Introduction and Background


Humanity faces a civilizational crisis whose signs are evident. The Covid-19 pandemic has exposed and deepened colonial, racial, and patriarchal violence, the marginalization of large sectors of the population, the exclusion of diversities, and environmental damage.


The violent and arbitrary compartmentalization of reality and knowledge shapes our social, economic, political, and interpersonal interactions, creating fragmented, scattered citizenship with little cohesion. Similarly, the organization and management of state apparatus reflect this fragmentation. Understanding a country's cultures as closed, exclusive, or independent realms exacerbates societal disintegration, and Ecuador is no exception to these affirmations.


It is essential to constantly remember that when referring to cultural expressions, we are not only talking about the work of artists, creators, and content managers but also about the infinite ways in which individuals and communities construct symbols, languages, and narratives to give meaning to their existences and their relationship with nature and the universe.


In this context, it becomes indispensable for public cultural institutions to gain visibility and central participation in both the state agenda and citizen perception, serving as pillars for identity and belonging construction.


While it is crucial to strengthen the creation and circulation of cultural goods and services through artistic formats and spaces such as visual arts, literature, cinema, theater, dance, and museums, it is also crucial that these codes and languages be enriched by knowledge and experiences arising from the social base throughout the Ecuadorian territory, with a broad and comprehensive conception of culture.


The connection of cultural practices with the daily lives of all populations, urban and rural, must be a constant for creating collaborative and community paths between different social sectors, as well as for the exchange of knowledge from different ancestral worldviews spread across Ecuador.


The Casa de la Cultura Ecuatoriana Benjamín Carrión is present in all provinces of the country, historically possessing an almost unlimited potential to assimilate and integrate Ecuador's cultural richness and constant transformations. However, this potential has dissipated in public management processes concentrated in excessively limited geographical and social areas.


This has resulted not only in a profound lack of awareness among Ecuadorian people about their cultural rights but also in ignorance regarding the role of arts and cultures as instruments for understanding their own being and shaping their citizenship in a situated and contextualized manner, responding to their needs, concerns, thoughts, and emotions.


On the other hand, we live in a historical moment where it is imperative for humans to understand themselves as part of an ecosystem in which each component operates symbiotically with others. It is absolutely necessary for art and culture to be indissolubly linked to collective processes and the protection of life, breaking any ideological or aesthetic hegemony, as well as any anthropocentric prejudice. The languages of the arts and the expressions of cultures must be tools for a sustained integration process between humans and the various species inhabiting and coexisting on planet Earth. Humanity is by no means the pinnacle of an evolutionary pyramid but simply a small element within a vast living system.
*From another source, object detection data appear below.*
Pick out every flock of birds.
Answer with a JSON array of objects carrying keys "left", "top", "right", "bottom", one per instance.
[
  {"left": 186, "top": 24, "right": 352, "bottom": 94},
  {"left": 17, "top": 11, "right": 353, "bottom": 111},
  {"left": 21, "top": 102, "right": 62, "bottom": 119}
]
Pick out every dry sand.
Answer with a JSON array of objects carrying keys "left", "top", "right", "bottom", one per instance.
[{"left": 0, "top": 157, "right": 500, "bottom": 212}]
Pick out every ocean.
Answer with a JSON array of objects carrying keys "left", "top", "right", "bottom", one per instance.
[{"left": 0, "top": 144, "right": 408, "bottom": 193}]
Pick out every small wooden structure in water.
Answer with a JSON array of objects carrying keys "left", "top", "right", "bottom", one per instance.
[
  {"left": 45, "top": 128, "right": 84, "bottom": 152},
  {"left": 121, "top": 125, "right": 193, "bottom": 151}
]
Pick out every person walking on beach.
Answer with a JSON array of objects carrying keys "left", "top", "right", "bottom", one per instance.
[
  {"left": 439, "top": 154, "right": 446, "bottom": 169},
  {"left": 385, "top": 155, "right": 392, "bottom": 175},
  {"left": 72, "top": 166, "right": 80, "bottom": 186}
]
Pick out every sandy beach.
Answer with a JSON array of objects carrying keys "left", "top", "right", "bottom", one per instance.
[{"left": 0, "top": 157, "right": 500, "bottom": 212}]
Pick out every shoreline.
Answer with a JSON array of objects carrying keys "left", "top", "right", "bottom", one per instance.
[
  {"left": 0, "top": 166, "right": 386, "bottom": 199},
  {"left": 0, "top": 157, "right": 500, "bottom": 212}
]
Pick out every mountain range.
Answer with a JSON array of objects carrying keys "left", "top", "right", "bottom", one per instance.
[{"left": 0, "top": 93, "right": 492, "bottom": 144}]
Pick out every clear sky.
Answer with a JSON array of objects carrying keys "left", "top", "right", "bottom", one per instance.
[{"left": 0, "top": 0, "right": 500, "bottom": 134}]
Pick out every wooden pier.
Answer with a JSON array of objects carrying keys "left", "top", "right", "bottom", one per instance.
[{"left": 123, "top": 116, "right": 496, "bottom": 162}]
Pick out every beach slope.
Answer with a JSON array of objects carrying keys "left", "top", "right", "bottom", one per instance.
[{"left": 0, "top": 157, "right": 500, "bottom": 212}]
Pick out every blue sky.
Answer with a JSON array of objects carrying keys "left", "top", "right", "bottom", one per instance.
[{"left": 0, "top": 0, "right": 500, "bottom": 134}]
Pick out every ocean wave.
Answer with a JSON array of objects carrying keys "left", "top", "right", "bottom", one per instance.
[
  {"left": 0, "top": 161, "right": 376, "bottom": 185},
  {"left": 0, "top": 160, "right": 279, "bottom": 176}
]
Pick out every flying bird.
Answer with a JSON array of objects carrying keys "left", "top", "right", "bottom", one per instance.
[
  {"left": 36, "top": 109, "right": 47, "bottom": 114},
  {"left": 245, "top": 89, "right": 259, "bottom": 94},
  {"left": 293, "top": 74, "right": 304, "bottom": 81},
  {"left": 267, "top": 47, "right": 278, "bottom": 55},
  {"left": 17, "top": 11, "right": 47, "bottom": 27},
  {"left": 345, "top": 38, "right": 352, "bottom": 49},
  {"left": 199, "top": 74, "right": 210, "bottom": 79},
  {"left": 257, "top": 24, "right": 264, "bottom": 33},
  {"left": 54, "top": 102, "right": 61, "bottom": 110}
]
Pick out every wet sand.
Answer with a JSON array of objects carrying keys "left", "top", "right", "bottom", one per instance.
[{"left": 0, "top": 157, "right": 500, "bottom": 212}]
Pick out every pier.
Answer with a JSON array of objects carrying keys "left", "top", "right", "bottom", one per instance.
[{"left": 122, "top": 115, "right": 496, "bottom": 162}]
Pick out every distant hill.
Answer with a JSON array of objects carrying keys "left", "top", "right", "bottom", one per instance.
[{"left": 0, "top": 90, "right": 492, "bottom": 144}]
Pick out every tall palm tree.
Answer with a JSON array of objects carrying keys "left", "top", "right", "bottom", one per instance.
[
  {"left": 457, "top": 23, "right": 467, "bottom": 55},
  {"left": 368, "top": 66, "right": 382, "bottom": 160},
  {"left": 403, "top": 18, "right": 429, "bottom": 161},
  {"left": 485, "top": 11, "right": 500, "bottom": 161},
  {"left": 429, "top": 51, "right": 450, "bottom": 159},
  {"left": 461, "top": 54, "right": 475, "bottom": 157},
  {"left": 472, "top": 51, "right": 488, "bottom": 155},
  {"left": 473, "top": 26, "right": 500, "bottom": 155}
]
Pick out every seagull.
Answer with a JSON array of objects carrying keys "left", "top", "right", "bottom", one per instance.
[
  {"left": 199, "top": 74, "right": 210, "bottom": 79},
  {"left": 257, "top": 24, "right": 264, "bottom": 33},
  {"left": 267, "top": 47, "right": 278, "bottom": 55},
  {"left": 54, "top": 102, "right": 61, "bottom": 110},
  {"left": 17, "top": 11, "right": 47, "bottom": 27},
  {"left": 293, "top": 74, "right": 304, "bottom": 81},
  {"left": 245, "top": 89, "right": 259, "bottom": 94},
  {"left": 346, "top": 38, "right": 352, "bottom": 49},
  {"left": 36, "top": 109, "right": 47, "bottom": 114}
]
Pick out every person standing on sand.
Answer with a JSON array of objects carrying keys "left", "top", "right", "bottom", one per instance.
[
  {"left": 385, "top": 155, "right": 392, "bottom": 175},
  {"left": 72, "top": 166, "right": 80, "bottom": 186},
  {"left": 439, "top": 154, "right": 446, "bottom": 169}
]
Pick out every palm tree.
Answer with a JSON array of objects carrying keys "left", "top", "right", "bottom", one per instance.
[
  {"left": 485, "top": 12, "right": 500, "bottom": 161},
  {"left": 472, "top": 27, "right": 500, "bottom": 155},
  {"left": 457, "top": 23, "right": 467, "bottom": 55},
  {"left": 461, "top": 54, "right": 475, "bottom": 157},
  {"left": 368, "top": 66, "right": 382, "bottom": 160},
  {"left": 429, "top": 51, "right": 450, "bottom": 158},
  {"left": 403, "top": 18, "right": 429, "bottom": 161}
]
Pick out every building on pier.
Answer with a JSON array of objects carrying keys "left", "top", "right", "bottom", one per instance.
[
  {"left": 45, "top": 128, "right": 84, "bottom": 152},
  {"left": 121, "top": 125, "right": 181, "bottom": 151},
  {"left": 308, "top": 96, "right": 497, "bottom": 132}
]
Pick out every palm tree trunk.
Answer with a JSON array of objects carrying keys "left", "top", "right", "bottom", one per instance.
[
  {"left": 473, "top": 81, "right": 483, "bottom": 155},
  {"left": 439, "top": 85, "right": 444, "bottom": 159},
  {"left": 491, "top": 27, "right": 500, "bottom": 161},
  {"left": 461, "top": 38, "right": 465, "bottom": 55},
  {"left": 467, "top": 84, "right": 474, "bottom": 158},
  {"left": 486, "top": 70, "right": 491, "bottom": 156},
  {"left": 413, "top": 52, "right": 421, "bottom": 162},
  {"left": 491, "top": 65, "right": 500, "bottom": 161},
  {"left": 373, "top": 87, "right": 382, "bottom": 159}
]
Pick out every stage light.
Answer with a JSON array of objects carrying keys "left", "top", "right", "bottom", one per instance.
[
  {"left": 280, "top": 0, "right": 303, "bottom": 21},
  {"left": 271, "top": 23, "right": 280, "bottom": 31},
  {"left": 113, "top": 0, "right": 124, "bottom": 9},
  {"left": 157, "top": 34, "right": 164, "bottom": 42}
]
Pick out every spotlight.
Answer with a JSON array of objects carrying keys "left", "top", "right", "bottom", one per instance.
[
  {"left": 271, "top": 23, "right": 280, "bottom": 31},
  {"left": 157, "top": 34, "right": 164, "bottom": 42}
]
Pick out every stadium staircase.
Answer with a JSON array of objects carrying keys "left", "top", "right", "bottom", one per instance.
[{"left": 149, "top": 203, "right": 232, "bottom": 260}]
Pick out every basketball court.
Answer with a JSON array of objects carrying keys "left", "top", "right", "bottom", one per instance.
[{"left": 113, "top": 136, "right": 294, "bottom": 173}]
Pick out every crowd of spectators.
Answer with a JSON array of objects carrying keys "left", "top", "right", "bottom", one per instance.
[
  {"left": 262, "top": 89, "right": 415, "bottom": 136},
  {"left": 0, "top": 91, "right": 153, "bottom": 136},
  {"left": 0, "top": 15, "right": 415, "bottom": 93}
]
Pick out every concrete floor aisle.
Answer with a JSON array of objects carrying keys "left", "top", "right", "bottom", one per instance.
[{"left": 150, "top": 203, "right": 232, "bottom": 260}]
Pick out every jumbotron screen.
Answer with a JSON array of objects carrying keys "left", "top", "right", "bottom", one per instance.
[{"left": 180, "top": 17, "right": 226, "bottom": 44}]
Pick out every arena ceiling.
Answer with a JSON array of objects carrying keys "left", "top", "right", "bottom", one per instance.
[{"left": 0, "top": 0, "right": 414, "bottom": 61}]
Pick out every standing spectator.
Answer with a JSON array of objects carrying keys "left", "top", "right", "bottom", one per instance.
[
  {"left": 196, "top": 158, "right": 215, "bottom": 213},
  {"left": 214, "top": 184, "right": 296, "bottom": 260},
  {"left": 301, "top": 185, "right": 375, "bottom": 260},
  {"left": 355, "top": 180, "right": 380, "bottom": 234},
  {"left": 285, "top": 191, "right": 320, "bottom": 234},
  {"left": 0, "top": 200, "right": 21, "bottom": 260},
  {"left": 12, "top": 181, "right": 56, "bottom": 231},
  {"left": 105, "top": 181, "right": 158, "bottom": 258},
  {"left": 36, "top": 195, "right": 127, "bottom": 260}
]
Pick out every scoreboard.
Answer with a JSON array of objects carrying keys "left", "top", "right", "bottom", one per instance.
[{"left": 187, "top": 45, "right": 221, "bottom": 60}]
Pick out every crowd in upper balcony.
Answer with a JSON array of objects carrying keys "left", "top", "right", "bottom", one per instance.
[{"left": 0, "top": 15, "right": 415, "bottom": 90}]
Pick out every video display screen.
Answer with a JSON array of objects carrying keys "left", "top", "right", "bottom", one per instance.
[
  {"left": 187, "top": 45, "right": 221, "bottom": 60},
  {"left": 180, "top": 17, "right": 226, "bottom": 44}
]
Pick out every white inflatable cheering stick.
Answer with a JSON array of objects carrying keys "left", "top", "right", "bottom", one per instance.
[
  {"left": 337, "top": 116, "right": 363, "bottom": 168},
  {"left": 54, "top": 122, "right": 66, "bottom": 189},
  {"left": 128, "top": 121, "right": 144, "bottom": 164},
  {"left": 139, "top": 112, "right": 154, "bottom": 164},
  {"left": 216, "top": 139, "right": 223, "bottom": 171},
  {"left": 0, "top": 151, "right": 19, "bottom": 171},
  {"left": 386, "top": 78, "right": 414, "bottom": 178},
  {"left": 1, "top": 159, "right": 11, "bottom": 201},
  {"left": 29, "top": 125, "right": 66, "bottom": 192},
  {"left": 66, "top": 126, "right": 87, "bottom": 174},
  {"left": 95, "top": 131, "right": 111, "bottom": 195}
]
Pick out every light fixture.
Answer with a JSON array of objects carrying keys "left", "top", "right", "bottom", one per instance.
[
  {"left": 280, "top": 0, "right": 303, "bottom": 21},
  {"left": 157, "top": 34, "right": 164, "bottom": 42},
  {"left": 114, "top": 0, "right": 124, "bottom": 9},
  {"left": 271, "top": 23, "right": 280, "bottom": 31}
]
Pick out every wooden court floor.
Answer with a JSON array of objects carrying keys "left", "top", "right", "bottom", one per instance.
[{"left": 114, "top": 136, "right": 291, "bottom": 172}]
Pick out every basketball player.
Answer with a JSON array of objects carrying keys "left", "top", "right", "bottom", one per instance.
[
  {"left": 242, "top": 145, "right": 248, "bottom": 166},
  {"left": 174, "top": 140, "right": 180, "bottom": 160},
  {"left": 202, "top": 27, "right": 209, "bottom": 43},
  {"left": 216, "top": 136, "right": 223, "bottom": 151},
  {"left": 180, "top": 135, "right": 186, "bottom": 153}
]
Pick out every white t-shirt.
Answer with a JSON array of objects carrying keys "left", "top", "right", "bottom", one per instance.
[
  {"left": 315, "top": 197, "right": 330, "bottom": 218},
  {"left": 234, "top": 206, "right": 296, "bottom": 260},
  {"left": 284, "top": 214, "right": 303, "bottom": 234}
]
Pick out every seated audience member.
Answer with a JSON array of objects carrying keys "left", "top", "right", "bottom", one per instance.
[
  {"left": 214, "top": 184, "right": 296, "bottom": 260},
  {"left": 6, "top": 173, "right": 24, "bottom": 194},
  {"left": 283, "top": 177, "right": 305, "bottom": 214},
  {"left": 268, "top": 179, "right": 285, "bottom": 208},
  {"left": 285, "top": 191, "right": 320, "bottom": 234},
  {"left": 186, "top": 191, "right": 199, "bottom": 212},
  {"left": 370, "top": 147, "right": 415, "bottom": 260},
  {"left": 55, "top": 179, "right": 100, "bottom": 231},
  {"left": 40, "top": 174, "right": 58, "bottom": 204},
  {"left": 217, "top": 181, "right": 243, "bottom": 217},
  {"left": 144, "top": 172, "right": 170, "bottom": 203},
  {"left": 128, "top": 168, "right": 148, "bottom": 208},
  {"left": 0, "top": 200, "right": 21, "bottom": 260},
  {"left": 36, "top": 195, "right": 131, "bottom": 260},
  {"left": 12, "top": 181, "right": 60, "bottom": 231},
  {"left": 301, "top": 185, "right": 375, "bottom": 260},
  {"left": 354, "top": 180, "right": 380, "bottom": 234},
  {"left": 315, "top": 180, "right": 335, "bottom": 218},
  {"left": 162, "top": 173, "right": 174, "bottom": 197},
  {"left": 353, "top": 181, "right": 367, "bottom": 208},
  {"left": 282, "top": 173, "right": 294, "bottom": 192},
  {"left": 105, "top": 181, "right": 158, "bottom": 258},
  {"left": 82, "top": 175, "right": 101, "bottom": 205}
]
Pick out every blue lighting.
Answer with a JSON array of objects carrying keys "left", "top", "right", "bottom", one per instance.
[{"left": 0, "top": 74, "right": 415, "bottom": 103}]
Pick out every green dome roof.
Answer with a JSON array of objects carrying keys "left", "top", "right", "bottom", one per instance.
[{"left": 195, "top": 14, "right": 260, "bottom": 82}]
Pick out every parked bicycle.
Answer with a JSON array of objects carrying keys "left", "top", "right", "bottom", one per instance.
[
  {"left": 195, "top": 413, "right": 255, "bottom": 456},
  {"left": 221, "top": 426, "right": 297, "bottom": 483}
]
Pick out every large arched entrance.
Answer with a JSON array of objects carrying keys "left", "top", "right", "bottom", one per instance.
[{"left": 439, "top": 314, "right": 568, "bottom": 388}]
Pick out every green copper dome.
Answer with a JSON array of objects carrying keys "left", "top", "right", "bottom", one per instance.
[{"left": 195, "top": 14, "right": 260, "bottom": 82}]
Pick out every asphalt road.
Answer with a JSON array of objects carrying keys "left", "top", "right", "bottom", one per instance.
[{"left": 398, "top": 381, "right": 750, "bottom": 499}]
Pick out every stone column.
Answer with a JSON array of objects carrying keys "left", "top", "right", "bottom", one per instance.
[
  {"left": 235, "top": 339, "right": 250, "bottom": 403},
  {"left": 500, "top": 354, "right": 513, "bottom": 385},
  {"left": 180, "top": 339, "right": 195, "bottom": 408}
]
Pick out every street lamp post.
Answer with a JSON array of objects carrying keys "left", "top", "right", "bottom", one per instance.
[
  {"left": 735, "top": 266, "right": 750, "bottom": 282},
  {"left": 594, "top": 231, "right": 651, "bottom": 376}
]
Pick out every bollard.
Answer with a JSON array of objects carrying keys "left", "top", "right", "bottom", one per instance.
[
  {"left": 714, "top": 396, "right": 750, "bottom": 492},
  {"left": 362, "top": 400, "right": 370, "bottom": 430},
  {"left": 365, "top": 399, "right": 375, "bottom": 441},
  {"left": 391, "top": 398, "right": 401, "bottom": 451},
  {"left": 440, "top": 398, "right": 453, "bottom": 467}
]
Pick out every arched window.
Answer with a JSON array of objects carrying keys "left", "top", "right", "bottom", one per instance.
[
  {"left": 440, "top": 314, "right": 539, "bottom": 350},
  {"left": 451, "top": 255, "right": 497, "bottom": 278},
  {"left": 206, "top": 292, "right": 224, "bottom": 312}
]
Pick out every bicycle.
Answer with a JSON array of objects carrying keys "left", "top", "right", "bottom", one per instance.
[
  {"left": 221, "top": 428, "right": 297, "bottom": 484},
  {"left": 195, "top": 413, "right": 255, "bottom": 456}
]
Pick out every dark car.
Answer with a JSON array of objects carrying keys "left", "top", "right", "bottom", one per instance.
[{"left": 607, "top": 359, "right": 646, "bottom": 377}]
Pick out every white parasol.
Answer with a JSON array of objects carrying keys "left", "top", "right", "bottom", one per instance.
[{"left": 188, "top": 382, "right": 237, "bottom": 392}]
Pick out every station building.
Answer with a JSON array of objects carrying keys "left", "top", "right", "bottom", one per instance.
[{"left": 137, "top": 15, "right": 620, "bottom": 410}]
Despite its national scope, the Casa de la Cultura has exhibited a marked tendency towards systematic incapacity to manage political-cultural transformation processes and the recovery of cultural meaning in harmony with different territories. This may be attributed to various factors.


There is a widespread deficiency in designing and implementing clear guidelines for internal and public management, leading to a state of abandonment, dismantling, and institutional destruction. A visible manifestation of this is the dramatic deterioration and structural damage to its infrastructure and spaces, where significant repositories of cultural assets coexist with disused furniture and other warehouse materials.


Additionally, almost endemically, the Casa de la Cultura has been reduced to a provider of solutions for clientelistic dynamics and bad political practices, which are somehow the result of broader processes related to the world-system we inhabit. These circumstances have pushed human talent into states of reactivity and passivity simultaneously, causing havoc in interpersonal relationships as well as coordination and communication processes.



However, there is a perceived need for change that could be a key factor in redesigning the institution. Finally, there is a stagnant conception of the "XOWXUD" as an aesthetic space closed to a few audiences, places, and tastes that have been legitimized from an occasionally elitist and centralist sphere (Eco, 2006).